I would recommend loading a dummy program on a blank chip just to make sure you can get the contents before you try it on the chip in question. Anyway, I hope this has helped out. Good luck!
Hi Mike l have an aduino just ordered a power supply to make a hvp programmer. Is there any place to show how this is done. What voltage to use. What file to use and how to extract the hex file. Thanks
The thing to remember with the lock bits and fuses is that they are active low, so reading them as 1 means they are unprogrammed and you should be able to read the flash.
I would ask, however, how did you read these bits? If you were able to read them through some interface, then you would be able to use that same interface to read the flash. You shouldn’t need to order any additional equipment.
Do a Google search for the attiny85 datasheet and it will give all the information for how to program (and read the program from) these chips. Section 20, Memory Programming, is where you’ll want to start. The AVR programmers and avrdude are essentially doing what is described in this section, within their firmware, when they program a chip.

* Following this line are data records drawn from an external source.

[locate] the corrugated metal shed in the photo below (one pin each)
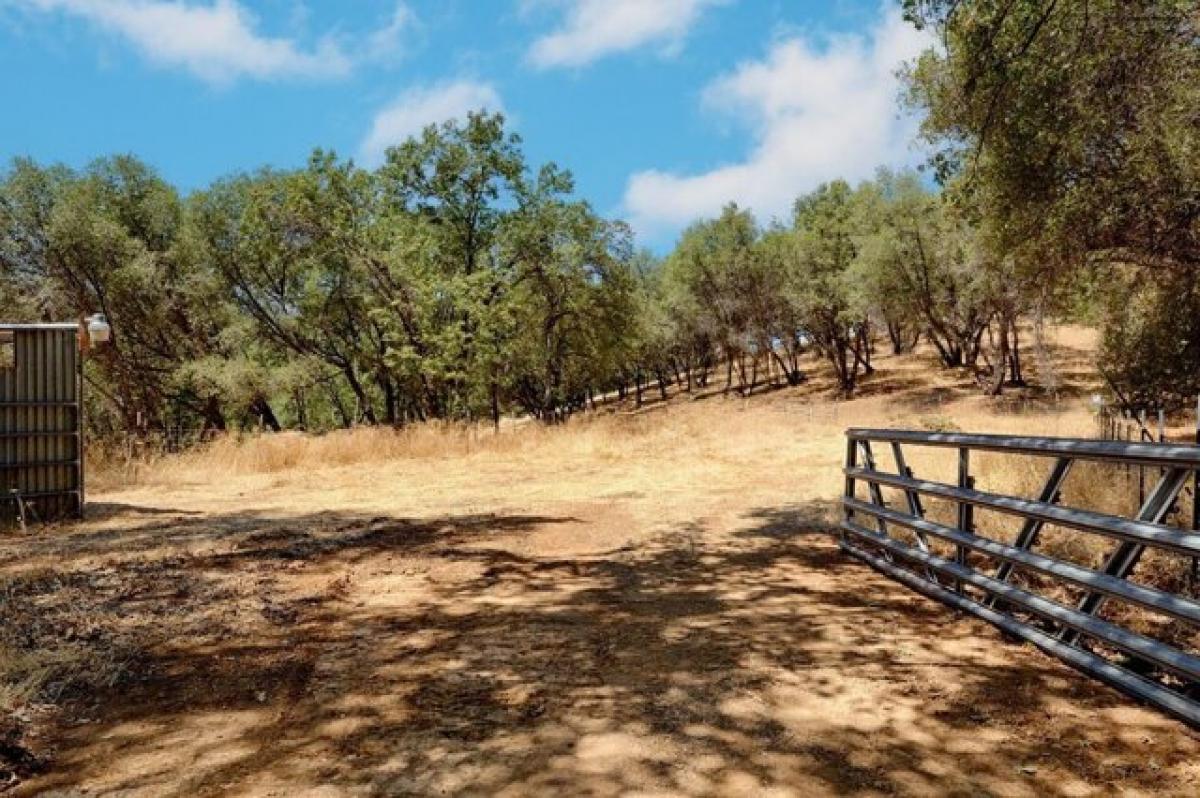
(41, 444)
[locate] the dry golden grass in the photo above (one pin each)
(439, 593)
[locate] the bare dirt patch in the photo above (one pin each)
(651, 607)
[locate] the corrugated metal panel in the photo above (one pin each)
(41, 449)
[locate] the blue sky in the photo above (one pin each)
(664, 109)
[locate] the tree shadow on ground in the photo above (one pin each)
(384, 655)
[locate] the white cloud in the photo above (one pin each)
(216, 41)
(419, 107)
(597, 28)
(385, 43)
(815, 112)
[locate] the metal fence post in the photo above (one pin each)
(966, 510)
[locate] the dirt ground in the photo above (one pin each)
(653, 606)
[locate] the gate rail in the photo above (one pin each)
(1145, 667)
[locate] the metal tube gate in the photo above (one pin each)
(1143, 666)
(41, 449)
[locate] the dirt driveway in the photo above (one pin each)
(574, 652)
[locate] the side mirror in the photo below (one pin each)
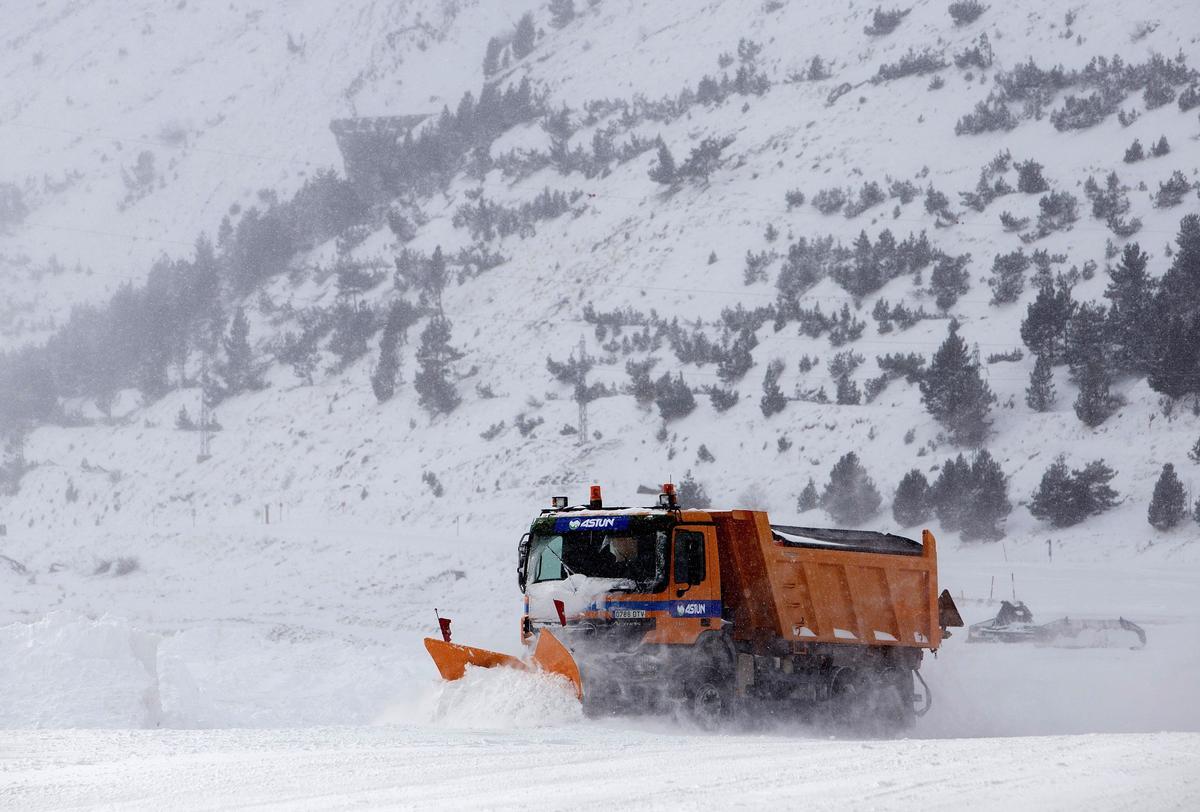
(522, 560)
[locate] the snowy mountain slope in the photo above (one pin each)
(365, 547)
(227, 100)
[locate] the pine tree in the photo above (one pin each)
(949, 492)
(664, 172)
(705, 158)
(1065, 498)
(492, 56)
(526, 36)
(1095, 402)
(1041, 394)
(1131, 294)
(673, 397)
(437, 394)
(691, 493)
(847, 392)
(954, 391)
(1044, 329)
(561, 12)
(911, 504)
(1175, 361)
(809, 497)
(1089, 355)
(384, 378)
(850, 497)
(987, 503)
(1055, 499)
(235, 373)
(1167, 505)
(773, 400)
(353, 325)
(949, 280)
(1029, 178)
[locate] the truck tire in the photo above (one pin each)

Well I read the working chip and all I got was ffffffffffffffffffffs in the flash dump area and the fuse area showed what fuse were set and the lock bits are set
Well, unfortunately, based on the image you sent, I believe I have bad news for you. It looks like you are using a TL866II Plus programmer which appears to implement the high voltage programming interface already. From the fuse configuration it looks like RSTDISBL is programed (actual value is 0 in the chip; checkmark in the software let’s you know it is active) which makes high voltage programming the only option.
The bad news is that the lock bits are also programed. The actual value of the lock byte is 0xFC meaning the lock bits are 0, i.e. programed or active hence the checkmark in the programmer’s software. Because these are active, it means the person who programed the chip didn’t want people to do precisely why we’re trying to do. The code on the chip is protected (locked), so any attempt to read the code will just return all 1s. This is why the flash dump is nothing but 0xFFFFFFFF. Unfortunately you will not be able to pull the code from that chip.
You’re welcome and sorry it didn’t turn out how you hoped. It would be interesting to know how they do it, and I’d bet that companies who rely on these code protection mechanisms to keep their intellectual property private would also like to know! I would guess it involves some sort of destructive testing and practices of questionable legality.
Before spending that kind of money to reverse engineer the code, it would be a lot easier to recreate it. You would need to trace out the board a bit to figure out which pin is the audio source, and which pin turns on the transmitter. A quick Google search finds a number of examples of programming an Arduino or ATtiny to generate Morse code and it would be easy to modify that code to add the ID timer
Thanks for the input we have been using the sd card module for 5 years now and no problems just that the member who had written the code and stored on his computer has passed away.
We have about 10 different thing on the sd card and all we have to do is write a new card and replace the one being used now. Takes less than 5 minutes to replace and then back up and running.
Some members also use these in their mobiel and base ham radios so we need the file if we can extract from the working chip we are using now. We have 3 good working chips so we have to be careful.
Im looking into info if the chip can have the lockbits re-set so the chip can be read using a high voltage programmer.